Roger Federer claimed a record-equalling fifth ATP Indian Wells Masters title, continuing his career resurgence with a 6-4, 7-5 victory over Stan Wawrinka.
With Sunday's win, the 35-year-old Federer – who is now the oldest champion in history at Indian Wells – goes up four slots to the sixth place in the ATP rankings and is tied with Serbia's Novak Djokovic as the players with the greatest number of trophies from the California desert venue, reports Efe.
Federer had come back from a six-month hiatus from tennis by winning the Australian Open in January, and seemingly breezed through the California contest, winning every set in all his encounters.
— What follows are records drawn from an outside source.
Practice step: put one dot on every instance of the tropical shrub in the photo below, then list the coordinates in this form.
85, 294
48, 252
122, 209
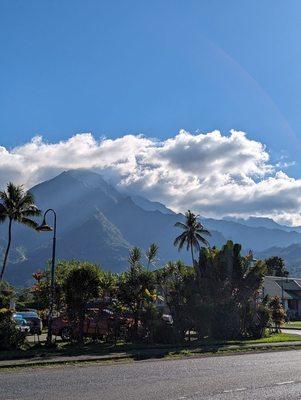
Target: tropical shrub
10, 336
81, 286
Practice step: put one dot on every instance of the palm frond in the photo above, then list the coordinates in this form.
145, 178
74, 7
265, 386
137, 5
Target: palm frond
29, 222
181, 225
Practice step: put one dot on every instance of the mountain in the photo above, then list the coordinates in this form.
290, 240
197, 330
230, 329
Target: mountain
255, 238
151, 205
291, 255
98, 223
263, 222
95, 222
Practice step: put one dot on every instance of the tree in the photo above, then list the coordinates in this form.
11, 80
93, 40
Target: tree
193, 234
16, 205
134, 256
277, 312
136, 291
81, 286
151, 254
276, 266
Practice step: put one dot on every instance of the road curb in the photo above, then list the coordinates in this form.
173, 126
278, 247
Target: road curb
209, 351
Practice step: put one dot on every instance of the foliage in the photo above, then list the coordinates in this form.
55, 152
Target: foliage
193, 234
277, 312
16, 205
6, 293
81, 286
134, 256
151, 254
276, 267
136, 291
10, 336
176, 283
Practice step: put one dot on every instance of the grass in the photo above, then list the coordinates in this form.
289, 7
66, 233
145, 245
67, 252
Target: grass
39, 351
293, 324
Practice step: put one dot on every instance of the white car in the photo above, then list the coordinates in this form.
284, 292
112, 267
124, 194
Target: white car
21, 323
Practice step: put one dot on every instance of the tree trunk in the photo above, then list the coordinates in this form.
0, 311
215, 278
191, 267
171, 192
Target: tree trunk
192, 255
7, 248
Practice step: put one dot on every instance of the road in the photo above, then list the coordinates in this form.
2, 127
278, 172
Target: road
254, 376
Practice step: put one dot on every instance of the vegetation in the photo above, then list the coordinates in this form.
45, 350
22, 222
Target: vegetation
276, 267
277, 312
81, 286
16, 205
193, 234
216, 298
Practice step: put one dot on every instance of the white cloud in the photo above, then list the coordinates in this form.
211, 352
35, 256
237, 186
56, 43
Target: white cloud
209, 173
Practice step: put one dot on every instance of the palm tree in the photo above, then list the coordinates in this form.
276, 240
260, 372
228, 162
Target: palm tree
134, 257
151, 254
16, 205
192, 235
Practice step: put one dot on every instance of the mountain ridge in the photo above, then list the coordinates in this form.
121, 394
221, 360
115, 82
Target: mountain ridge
98, 223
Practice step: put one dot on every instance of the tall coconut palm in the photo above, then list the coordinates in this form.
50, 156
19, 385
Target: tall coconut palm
192, 235
151, 254
16, 205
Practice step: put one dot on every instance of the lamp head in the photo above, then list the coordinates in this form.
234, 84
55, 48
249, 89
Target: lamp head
44, 227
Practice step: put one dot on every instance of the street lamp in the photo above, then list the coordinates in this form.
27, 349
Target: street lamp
44, 227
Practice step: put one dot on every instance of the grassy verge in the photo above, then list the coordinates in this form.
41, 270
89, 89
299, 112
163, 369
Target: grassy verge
293, 324
39, 351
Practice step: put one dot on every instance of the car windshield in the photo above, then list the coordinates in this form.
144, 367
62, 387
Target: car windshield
28, 314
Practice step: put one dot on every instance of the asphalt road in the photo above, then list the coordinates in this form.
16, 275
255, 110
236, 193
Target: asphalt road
254, 376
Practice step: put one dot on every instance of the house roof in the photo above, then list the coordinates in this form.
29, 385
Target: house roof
286, 288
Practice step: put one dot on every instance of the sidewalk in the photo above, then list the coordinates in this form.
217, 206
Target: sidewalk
147, 353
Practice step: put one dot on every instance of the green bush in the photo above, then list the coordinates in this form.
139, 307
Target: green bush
10, 336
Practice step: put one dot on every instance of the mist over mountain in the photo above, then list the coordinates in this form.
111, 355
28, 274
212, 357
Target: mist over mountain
98, 223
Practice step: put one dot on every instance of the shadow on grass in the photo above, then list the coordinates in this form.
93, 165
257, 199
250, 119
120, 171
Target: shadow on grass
137, 351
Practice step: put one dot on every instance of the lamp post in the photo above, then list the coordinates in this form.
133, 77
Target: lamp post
44, 227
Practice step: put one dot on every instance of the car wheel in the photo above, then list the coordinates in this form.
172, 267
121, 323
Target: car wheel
66, 333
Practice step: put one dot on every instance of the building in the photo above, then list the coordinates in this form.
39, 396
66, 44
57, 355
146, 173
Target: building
288, 290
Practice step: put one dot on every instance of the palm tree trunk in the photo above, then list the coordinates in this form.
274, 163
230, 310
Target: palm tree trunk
7, 249
192, 255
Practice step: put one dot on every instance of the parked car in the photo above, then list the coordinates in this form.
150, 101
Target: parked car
21, 323
32, 319
98, 324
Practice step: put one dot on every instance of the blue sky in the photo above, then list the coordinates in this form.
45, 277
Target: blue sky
116, 67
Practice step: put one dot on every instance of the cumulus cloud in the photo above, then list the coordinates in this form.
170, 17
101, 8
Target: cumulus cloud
211, 173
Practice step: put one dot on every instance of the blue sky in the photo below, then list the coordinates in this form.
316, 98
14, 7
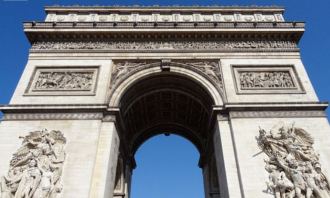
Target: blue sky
167, 166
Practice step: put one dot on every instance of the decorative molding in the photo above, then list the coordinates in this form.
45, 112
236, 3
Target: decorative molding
36, 167
254, 45
276, 114
63, 81
178, 16
293, 165
266, 79
53, 116
109, 118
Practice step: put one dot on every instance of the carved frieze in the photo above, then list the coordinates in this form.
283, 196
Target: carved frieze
67, 81
123, 68
266, 79
293, 165
165, 17
209, 68
275, 45
36, 168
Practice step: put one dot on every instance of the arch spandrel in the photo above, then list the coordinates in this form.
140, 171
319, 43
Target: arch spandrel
196, 71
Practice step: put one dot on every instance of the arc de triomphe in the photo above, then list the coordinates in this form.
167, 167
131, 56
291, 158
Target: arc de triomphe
100, 81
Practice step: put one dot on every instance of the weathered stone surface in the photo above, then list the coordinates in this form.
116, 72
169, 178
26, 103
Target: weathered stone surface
110, 78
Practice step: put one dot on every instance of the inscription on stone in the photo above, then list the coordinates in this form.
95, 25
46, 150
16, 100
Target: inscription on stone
293, 165
36, 168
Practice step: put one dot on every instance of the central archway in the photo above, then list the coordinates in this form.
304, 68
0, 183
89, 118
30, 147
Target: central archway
166, 102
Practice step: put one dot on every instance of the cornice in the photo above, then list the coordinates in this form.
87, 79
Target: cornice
275, 106
164, 25
157, 8
147, 31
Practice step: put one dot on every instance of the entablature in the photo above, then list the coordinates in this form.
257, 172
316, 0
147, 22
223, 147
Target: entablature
164, 13
225, 36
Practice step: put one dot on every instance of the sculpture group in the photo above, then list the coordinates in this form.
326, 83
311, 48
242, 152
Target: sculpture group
36, 168
64, 80
266, 80
293, 165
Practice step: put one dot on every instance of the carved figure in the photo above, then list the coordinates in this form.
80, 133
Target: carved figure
293, 166
122, 68
272, 79
36, 167
64, 80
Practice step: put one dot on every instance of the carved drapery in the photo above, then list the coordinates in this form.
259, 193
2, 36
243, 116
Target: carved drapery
36, 168
272, 79
63, 80
167, 45
267, 79
293, 165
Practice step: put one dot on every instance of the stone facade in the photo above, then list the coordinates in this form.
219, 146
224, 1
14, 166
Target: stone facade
106, 79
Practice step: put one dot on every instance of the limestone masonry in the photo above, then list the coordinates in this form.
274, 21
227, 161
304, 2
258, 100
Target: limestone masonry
102, 80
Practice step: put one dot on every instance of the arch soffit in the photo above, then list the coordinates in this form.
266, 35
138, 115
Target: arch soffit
205, 82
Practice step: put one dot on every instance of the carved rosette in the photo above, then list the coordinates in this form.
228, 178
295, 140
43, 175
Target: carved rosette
167, 45
36, 167
293, 165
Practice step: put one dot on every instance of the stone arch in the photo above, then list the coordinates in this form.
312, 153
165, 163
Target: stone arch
175, 97
119, 87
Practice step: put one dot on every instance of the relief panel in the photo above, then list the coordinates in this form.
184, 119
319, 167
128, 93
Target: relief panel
63, 81
293, 164
266, 79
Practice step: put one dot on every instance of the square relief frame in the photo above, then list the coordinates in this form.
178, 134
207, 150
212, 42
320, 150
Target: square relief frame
63, 80
266, 79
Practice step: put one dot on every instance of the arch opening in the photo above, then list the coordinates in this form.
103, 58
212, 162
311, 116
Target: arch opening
166, 103
167, 162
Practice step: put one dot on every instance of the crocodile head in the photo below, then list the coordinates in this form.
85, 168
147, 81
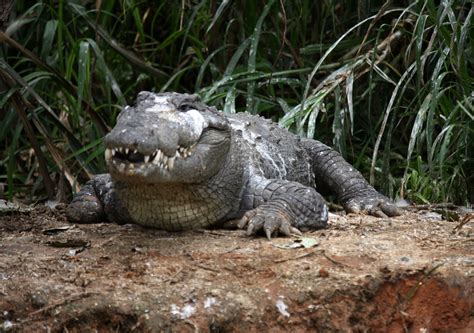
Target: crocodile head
167, 138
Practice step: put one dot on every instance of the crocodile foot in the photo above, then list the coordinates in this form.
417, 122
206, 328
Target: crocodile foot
373, 204
270, 219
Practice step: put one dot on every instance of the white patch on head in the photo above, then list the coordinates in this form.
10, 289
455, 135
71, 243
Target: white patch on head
195, 121
159, 107
161, 99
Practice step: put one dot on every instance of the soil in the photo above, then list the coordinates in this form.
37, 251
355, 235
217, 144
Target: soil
362, 274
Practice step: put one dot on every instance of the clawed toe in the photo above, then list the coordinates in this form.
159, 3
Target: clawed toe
270, 222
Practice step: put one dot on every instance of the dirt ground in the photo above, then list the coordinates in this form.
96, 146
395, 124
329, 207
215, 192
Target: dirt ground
362, 274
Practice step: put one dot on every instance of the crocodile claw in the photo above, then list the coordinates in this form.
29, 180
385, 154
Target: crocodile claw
268, 219
376, 205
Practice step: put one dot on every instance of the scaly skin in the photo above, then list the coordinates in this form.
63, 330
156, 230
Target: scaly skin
176, 164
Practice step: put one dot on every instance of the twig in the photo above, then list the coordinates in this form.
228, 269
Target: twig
64, 301
307, 254
333, 261
465, 220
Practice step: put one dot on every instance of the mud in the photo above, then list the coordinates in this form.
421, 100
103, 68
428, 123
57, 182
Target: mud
362, 274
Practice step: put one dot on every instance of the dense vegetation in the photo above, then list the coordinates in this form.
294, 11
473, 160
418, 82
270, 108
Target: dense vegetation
389, 85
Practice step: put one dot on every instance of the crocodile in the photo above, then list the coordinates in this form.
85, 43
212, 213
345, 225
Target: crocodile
176, 163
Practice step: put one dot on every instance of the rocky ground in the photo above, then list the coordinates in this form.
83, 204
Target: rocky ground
414, 273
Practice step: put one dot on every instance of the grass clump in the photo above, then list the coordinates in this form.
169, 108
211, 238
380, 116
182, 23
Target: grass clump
389, 85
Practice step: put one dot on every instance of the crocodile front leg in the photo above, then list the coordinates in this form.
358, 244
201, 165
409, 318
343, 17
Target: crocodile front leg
279, 206
97, 201
335, 175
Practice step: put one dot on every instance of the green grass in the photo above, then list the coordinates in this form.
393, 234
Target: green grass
388, 85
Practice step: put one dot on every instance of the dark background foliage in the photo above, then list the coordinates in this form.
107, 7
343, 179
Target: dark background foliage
388, 84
Both players held serve until the 10th game of the first set when Federer, out in front by 5-4, managed to best his close friend in a 21-shot rally for the service break, after which Wawrinka broke Federer's serve initially to go out in front 2-0 in the second set before the champion-to-be battled back.
"It's an absolutely huge start to the year for me. Last year I didn't win any titles. I don't think I was in any finals except Brisbane. The change is dramatic, and it feels great," Federer told ATP website.
"For me, the dream run continues," Federer said. "I'm not as surprised as I was in Australia, but still this comes as a big, big surprise to me, nevertheless, to win here again and beating the players that I did and the way I did. I couldn't be more happy."
Federer on Saturday had continued his strong run of formby handily defeating American Jack Sock in the tiebreaker 6-1, 7-6 (7-4) to set up the showdown against Wawrinka in the final.
Federer had routed arch-rival Rafael Nadal of Spain in the round of 16 and earlier on Saturday, the third-ranked Wawrinka had made quick work of Spaniard Pablo Carreño Busta, defeating him 6-3, 6-2, to reach his first Indian Wells final.
Meanwhile, earlier on Sunday, in the women's final Russia' Elena Vesnina beat countrywoman Svetlana Kuznetsova 6-7 (6), 7-5, 6-4 for the trophy.
The 30-year-old Vesnina had been unable to make it past the tourney's third round in singles, but she beat the number two seeded Angelique Kerber, and Venus Williams (No. 12) this time around to advance to the final.
Kuznetsova had luck on her side early, winning the first set on a net cord in the tiebreaker. She gave the traditional wave acknowledging her good fortune to Vesnina, who had blown leads of 2-0 and 4-2.
Vesnina had 46 winners and 49 unforced errors. She successfully gambled at the net, winning 24 of 32 points during the three-hour match. Kuznetsova was runner-up in 2007 and 2008. At 31, Kuznetsova was the fifth-oldest women to reach the final. But the two-time major champion struggled with the lead while playing in front of hundreds of empty seats.
"I didn't feel good on Monday because she was very aggressive and I was a little bit out of my game," said Kuznetsova, the No. 8 seed. "I couldn't figure out a lot the wind and stuff like that."
Vesnina earned $1,175,505 (£950,000) for her third career singles title and will move up two spots to a career-high No 13 in the world rankings on Monday. The only other all-Russian women's final was in 2006, when Maria Sharapova beat Elena Dementieva.